Monday, November 4, 2013
The "Undead" in the Autumn Woods
While exploring the Woodcock Preserve in Clifton Park last week with my friends in the Thursday Naturalists, we kept seeing these Quaking Aspen leaves with distinctive green patches all over the forest floor. Once our attention was drawn to this phenomenon, we noticed it on almost every single shed Quaking Aspen leaf we saw. We also noticed a small brown spot at the base of each green patch. What on earth is happening here?
Well, one of the great pleasures of walking with these extremely knowledgeable folks is that someone is almost always certain to know the answer to every nature question. I can't remember now exactly who it was that gave us the answer, but the gist of it was something like this: there's a tiny critter inhabiting the leaf that manages to prevent the chlorophyll from withdrawing from parts of the leaf, thus keeping the leaf tissue alive for the critter to continue feeding on it. Now, isn't that the most amazing thing?

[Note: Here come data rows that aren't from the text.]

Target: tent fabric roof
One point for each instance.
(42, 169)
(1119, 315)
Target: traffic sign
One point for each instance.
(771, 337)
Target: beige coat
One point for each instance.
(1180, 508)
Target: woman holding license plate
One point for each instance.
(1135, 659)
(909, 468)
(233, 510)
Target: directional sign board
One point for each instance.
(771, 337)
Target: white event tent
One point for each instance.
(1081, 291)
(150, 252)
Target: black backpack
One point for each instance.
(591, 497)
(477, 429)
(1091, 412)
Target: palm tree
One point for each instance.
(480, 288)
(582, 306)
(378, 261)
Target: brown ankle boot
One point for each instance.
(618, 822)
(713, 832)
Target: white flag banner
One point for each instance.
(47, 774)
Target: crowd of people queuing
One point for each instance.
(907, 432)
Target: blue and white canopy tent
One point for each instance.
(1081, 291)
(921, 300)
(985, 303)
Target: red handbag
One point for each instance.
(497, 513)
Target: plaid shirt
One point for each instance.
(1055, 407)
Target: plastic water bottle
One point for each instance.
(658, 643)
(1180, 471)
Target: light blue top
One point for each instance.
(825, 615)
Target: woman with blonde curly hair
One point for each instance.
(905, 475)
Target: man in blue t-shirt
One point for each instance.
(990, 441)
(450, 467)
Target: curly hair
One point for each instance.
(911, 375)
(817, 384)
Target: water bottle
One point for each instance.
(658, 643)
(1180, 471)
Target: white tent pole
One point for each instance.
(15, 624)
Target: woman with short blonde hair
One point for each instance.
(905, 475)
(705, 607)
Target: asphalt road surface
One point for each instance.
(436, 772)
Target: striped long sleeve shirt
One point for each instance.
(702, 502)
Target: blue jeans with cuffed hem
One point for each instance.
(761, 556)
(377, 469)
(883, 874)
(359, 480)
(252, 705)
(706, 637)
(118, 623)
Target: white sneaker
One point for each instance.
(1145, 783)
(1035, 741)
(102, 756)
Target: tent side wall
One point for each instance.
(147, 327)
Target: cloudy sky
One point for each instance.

Our friend wasn't quite sure what the mechanism was for achieving this effect, so when I got home I searched around on the internet and found the answer here, where a fellow named Bryan Pfeiffer explains what causes these "zombie undead aspen leaves." If you go to his site you will see a photo of the miniscule moth caterpillar that resides in a tiny pocket of tissue at the base of the green patch, secreting a substance that prevents the leaf tissue from dying. Pfeiffer also has a photo of the adult moth, a creature so small and well camouflaged we are never likely to see it out in the woods. But we sure are likely to see the results of its larva at work, as any walk in an aspen woods this week would certainly prove. "Zombie undead leaves." That's a good one. Especially considering we found them on Halloween!
We encountered another organism at the Woodcock Preserve that could also fit the category "Undead," on a twig that was covered with the white fluted cups of the Split-gill Fungus (Schizophyllum commune). Aside from being a ghostly white, this fungus has another "spooky" characteristic, that of being able to dry up completely, to the point where it's only a shriveled husk, and then rehydrate with every subsequent rainfall to keep functioning sexually again and again.
According to mycologists, this fungus has a number of amazing properties, including the fact that it has not just two, but at least 28,000 different sexes. Don't ask ME how that works, but you could go to this website here to have a fellow named Tom Volk describe the complex process.